Of course that wasn't what I wanted. Secretly, the idea of Jonah staying warmed my heart. But, I know that his questions and consequently bringing up the past will ultimately make me more upset. I thought that leaving Hannah meant leaving behind everything we shared. All our memories would remain in England. I didn't want them to be let loose here. I didn't want other people knowing what we went through.
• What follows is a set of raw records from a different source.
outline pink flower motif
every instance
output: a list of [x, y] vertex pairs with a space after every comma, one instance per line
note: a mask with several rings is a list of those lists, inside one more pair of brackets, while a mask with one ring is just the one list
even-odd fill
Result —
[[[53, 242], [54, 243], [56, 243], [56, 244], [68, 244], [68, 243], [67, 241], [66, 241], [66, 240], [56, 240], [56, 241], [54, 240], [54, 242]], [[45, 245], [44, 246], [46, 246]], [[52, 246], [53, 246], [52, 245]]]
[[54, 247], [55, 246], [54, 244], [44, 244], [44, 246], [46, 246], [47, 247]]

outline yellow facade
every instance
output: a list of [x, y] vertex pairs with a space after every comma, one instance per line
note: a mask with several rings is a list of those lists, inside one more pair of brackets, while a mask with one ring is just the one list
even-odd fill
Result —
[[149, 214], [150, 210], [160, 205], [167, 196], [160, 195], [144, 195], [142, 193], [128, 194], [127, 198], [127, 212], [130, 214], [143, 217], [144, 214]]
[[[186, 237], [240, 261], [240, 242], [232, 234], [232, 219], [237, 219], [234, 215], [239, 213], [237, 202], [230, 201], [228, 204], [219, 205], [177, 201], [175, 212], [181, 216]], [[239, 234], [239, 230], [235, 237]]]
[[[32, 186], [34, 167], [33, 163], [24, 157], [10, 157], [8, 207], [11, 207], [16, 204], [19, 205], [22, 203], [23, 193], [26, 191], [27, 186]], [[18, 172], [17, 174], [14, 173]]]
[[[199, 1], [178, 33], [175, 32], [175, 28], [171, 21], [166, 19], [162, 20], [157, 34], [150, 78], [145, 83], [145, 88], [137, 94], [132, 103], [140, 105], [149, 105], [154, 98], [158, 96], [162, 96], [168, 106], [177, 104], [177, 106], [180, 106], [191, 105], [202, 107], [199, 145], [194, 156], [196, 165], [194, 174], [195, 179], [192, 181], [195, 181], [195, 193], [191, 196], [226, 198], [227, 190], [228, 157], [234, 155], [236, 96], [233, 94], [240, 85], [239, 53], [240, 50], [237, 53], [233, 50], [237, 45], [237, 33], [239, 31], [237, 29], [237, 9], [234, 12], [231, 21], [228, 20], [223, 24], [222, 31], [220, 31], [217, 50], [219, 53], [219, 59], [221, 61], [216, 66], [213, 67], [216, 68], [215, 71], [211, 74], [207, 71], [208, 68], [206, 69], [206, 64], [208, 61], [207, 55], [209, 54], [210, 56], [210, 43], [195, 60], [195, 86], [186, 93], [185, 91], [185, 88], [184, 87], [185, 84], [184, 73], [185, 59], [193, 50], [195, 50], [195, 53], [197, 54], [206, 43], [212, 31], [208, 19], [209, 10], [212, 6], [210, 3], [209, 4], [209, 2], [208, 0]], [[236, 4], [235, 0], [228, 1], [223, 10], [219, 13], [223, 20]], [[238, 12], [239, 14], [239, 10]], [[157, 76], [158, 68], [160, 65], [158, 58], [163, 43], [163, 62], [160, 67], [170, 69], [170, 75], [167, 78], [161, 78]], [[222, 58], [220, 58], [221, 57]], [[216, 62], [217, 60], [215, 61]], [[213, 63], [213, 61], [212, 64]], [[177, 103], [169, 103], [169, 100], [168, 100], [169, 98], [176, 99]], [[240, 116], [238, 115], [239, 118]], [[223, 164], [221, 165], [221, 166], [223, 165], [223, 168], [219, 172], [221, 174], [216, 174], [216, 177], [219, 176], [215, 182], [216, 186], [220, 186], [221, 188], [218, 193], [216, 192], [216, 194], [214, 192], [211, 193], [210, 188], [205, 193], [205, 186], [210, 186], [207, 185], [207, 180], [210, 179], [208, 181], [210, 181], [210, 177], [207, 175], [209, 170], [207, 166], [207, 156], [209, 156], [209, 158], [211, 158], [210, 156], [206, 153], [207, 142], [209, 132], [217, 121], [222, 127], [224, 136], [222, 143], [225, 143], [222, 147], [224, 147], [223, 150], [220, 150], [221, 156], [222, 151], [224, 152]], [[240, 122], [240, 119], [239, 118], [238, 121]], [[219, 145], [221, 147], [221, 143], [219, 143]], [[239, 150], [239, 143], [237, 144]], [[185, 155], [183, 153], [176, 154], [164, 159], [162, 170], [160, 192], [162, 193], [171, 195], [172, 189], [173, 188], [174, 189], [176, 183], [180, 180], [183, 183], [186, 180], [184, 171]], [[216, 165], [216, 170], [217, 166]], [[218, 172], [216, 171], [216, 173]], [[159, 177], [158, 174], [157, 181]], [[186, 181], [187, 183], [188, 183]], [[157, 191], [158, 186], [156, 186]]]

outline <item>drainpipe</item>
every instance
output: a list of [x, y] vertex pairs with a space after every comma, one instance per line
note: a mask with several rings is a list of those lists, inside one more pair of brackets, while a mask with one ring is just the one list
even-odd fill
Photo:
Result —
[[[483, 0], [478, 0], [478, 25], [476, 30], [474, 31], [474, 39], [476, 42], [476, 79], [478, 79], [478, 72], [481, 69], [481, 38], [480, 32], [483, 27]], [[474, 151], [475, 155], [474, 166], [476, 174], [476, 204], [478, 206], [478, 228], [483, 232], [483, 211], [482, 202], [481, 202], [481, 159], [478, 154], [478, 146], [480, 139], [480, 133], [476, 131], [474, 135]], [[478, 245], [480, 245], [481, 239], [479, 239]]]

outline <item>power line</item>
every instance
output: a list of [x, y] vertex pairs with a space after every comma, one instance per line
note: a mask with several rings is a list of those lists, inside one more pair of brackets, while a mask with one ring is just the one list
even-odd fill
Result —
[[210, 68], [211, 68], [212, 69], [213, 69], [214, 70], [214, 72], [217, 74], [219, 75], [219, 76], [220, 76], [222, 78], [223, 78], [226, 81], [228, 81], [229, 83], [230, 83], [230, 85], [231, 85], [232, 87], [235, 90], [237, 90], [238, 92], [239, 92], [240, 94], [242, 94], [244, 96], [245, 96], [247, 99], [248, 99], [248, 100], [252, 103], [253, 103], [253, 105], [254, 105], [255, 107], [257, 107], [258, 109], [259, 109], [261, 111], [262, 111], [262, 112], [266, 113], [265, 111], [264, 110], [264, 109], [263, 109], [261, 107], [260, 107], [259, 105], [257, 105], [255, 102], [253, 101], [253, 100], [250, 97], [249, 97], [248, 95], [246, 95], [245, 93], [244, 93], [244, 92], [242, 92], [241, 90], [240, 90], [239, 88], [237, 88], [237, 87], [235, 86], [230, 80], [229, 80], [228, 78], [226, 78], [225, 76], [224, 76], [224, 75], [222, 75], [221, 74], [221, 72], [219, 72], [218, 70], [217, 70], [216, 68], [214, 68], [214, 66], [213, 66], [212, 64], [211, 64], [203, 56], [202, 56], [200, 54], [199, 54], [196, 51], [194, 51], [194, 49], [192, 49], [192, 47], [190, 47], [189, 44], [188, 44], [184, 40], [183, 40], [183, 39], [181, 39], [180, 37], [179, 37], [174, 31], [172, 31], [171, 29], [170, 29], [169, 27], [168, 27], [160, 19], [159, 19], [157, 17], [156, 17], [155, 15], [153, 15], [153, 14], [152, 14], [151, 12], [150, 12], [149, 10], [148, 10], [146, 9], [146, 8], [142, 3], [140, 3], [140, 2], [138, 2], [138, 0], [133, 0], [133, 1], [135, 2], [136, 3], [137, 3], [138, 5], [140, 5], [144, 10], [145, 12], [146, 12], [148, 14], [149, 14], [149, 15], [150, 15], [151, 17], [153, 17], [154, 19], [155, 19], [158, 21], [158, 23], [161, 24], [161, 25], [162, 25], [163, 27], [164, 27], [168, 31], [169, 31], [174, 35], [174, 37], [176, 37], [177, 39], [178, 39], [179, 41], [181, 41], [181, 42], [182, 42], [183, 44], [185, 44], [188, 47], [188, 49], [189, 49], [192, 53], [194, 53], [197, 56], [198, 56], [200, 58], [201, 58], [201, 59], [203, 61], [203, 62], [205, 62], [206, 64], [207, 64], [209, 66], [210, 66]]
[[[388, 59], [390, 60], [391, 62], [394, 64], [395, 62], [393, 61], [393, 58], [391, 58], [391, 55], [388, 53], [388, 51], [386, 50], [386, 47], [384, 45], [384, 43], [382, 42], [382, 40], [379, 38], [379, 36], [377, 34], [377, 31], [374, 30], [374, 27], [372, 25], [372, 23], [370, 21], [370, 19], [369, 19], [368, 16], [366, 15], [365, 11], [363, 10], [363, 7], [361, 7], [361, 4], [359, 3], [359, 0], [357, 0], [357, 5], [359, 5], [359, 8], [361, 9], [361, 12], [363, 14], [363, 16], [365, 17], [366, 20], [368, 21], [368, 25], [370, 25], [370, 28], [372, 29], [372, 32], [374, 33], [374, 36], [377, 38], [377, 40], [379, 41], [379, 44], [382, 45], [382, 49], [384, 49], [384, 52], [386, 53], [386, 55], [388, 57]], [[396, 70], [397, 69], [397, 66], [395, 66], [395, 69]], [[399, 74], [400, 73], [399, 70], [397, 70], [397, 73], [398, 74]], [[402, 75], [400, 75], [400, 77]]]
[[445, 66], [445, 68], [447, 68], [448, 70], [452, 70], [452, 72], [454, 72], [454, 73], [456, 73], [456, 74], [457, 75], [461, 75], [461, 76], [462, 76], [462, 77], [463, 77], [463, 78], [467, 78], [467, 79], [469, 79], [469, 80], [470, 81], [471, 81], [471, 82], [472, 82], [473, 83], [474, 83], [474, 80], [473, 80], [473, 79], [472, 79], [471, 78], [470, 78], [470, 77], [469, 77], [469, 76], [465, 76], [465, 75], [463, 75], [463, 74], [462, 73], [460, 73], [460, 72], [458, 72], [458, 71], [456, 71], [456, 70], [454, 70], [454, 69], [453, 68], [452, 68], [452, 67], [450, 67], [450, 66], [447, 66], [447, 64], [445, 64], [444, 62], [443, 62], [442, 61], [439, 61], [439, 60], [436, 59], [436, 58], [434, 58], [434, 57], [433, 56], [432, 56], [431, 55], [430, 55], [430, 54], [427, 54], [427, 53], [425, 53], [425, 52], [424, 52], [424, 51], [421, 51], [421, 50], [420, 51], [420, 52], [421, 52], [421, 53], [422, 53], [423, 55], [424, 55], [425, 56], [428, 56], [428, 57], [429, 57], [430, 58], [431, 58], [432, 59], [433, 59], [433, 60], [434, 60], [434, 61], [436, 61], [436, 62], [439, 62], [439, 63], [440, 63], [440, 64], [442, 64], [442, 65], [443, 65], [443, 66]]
"Kate," Jonah said firmly, "that wasn't nothing- please let me help you." His beautiful eyes pleaded and a wisp of his brown hair fell into his cheek. I itched to reach out and tuck it away.

"It's just that..." I started, unsure about exactly how much detail I was going to get into. "I was reminded of an old friend I left behind in England. I was overwhelmed and I guess blanked out. You probably think I'm stupid." I decided that was enough; I was to remain as vague as possible.
Jonah was silent for a moment. Was he expecting more?

He finally spoke, "If that's all you're comfortable with sharing than its okay with me. Listen, I think many things of you; none of them are even close to stupid. It saddens me that you believe showing emotion makes you look it. I admire your honesty, Kate."

I didn't know what to say. I, Kate Green, was left speechless and it was by a boy I've known for no more than a month. In England, I spent my time mostly around other girls. A lot of the boys in my areas wore tracksuits and smoked odd substances in public. I remember I once tried to hang out with a group of them. My uncle spotted me and dragged me home to my mum who was more than displeased by my choice of company. I smiled to myself remembering how she wanted me to get checked at the hospital for any kind of STD or drug induced illness. For weeks after, she would ask me if my stomach felt upset or if I was dizzy. I found out that the kids were only smoking regular tobacco and there was no risk of overdose from second-hand smoke. Of course I didn't tell my mum this; I would get a day of school if I had even just coughed.

"You don't smile enough." Jonah's voice bought me back to the present. I looked up to him and noticed his eyes were fixed on my mouth that was still displaying a grin.

"I don't really have much to smile about." I said. After realising how sad that sounded, I quickly added, "Because all of my attention has been put into moving. I don't have much time to do stuff that makes me happy."

"And what does make you happy, Kate Green?" he asked, leaning back against the bookcase. It creaked and I wondered whether it would fall due to the weight he was emitting.

Without hesitation, I confidently stated, "Music." Jonah raised an eyebrow obviously signalling me to elaborate.

"I mean playing music," I corrected, "Piano mostly."